1 Timothy 2:6
"Who gave Himself a Ransom for all, to be testified in due time."
The Bible makes redemption and justification simultaneous: “Being justified freely by His grace through the redemption that is in Christ Jesus” (Romans 3:24). There are some today who say it does not matter when or where—they only want to talk about how. But can you separat them?
When were sinners redeemed? When was your sin debt paid, if you are the LORD’s? Was it not when Christ paid the price of redemption by His righteous obedience unto death? Redemption means that a ransom has been paid. Christ was that Ransom; He was the precious price of redemption for all His chosen ones, "…to be testified in due time.” “Who His own self bare our sins in His own body on the tree, that we, being dead to sins, should live unto righteousness: by Whose stripes ye were healed” (1 Peter 2:24).
The redemption and the simultaneous justification (declaring righteous) occurred when the LORD Jesus paid the debt for HIS people. “In whom we have redemption through His blood, the forgiveness of sins, according to the riches of His grace” (Eph. 1:7). Once the ransom price was paid to satisfy God the Father’s Law and Justice, all of God’s elect, from the beginning of time to the end, were then and there justified (Romans 5:9-11).
Yes, their justification was purposed in eternity and revealed by faith in God's appointed time, but it was accomplished when Christ, by Himself, purged the sins of His elect on the cross. “Who being the brightness of His glory, and the express Image of His Person, and upholding all things by the Word of His Power, when He had by Himself purged our sins, sat down on the right hand of the Majesty on high” (Hebrews 1:3).
God could not and would not declare any sinner justified without first putting away their sin! Was sin put away before the foundation of the world, even before the fall? Was there not a time and place of sin imputed? Was it not when Adam disobeyed (Romans. 5:12)? Is there not a time and place of righteousness imputed? Was it not when the LORD Jesus obeyed? “For as by one man’s disobedience many were made sinners, so by the obedience of One shall many be made righteous” (Romans 5:19).

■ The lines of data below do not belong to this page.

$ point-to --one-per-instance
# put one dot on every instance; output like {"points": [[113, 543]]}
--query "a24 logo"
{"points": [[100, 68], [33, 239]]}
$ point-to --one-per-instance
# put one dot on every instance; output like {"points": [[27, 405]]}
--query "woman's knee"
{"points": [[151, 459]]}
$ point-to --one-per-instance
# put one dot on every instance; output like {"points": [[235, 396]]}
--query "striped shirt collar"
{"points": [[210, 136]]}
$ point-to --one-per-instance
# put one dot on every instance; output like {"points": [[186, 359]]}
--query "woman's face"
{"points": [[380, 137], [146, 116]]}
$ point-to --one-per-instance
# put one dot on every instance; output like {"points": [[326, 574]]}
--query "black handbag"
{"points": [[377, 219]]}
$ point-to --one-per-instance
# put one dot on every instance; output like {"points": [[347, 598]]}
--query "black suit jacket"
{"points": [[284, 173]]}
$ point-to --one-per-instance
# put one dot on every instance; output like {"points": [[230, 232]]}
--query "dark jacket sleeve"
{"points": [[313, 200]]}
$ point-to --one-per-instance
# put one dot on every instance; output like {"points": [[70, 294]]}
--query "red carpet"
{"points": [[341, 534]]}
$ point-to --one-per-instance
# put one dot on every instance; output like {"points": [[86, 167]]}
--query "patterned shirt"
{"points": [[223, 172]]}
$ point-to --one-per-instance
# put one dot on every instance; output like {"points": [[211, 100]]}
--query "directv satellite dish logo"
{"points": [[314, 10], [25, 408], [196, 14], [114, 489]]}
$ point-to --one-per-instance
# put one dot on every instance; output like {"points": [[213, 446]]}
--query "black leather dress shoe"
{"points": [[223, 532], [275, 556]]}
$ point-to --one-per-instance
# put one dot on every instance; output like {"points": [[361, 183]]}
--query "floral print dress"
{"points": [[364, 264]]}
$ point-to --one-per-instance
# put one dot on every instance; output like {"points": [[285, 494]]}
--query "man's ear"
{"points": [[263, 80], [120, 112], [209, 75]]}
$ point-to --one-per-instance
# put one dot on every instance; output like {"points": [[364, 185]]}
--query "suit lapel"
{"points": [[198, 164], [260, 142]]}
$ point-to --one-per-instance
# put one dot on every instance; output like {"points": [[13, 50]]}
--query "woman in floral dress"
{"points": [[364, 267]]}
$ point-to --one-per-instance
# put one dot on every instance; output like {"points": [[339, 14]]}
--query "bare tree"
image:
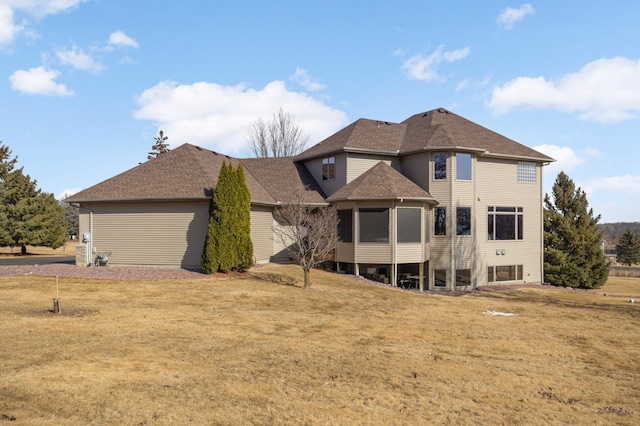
{"points": [[310, 233], [160, 147], [281, 137]]}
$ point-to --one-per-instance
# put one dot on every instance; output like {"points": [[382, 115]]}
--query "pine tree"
{"points": [[628, 248], [228, 243], [160, 147], [572, 253], [242, 225]]}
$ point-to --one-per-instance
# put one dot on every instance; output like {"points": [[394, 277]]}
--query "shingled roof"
{"points": [[381, 182], [284, 179], [186, 172], [431, 130]]}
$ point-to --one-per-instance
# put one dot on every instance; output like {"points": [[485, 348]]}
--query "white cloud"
{"points": [[120, 39], [566, 158], [302, 77], [510, 16], [67, 193], [217, 116], [79, 60], [37, 9], [425, 68], [605, 90], [38, 81], [626, 184]]}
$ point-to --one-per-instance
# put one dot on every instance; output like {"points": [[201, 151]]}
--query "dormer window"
{"points": [[329, 168]]}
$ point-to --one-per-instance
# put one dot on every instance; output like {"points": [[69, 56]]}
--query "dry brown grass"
{"points": [[239, 350], [67, 249]]}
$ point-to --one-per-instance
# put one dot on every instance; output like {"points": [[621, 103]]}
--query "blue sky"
{"points": [[85, 85]]}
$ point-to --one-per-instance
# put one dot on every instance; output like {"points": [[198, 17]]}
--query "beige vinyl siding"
{"points": [[409, 253], [169, 234], [498, 186], [416, 168], [329, 186], [357, 164], [280, 252], [345, 252], [262, 233]]}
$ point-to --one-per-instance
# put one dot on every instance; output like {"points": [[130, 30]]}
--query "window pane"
{"points": [[409, 225], [374, 225], [505, 273], [463, 166], [440, 277], [505, 227], [463, 221], [440, 221], [345, 225], [440, 165], [520, 226], [490, 227], [328, 168], [491, 277], [463, 277], [519, 277]]}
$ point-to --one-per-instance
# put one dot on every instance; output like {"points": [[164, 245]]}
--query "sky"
{"points": [[85, 85]]}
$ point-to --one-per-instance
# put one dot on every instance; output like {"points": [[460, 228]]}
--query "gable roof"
{"points": [[186, 172], [431, 130], [283, 179], [381, 182]]}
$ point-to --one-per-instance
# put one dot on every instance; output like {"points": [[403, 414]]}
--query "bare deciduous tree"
{"points": [[281, 137], [160, 147], [310, 233]]}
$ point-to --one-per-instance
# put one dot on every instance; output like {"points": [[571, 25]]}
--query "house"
{"points": [[436, 201]]}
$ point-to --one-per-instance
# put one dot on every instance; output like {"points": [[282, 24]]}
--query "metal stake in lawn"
{"points": [[56, 300]]}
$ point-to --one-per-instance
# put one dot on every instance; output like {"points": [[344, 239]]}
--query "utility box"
{"points": [[81, 255]]}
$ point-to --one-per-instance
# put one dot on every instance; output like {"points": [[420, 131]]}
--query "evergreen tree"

Where our redemption and righteousness are, there is our justification. Is not righteousness accomplished and the imputation of that righteousness the same? Did Christ finish the work of righteousness in His obedience unto death or not? Did He not cry from the cross, "It is finished’ (John 19:30)? If, as some promote, as soon as God purposed the salvation of the elect in eternity it was done, what then was there to finish? When and where did that imputation occur? Is it not when Christ finished the work? “Who was delivered for our offenses, and was raised again for our justification” (Romans 4:25).
So complete was the work of the LORD Jesus in His life and death that there remained nothing but righteousness to impute to the spiritual account of God’s elect, there and then—one time, one place, one Sacrifice for the elect of the Old Testament and since the cross. “And for this cause, He is the Mediator of the new testament, that by means of death, for the redemption of the transgressions that were under the first testament, they which are called might receive the Pomise of Eternal Inheritance” (Hebrews 9:15).
If you are the LORD’s and Christ has paid your sin debt, you have already been justified freely at the cross. “Being justified freely by His Grace through the redemption that is in Christ Jesus (Romans 3:24). There are no penalties or fees incurred in addition to what Christ paid. He paid the entire price in full, freely, even before you were born.
The glorious Good News is that when Christ Jesus the LORD paid the debt of sinners chosen by God the Father in eternity, He did so with His blood shed unto death on the cross at Calvary, on this earth, in time. There remained nothing but righteousness to impute to their accounts because the debt had been paid in full. “Much more then, being now justified by His blood, we shall be saved from wrath through Him” (Romans 5:9).
This is the message of the Gospel, the Good news. It's something so simple, yet it is hidden from the wise and revealed to the foolish.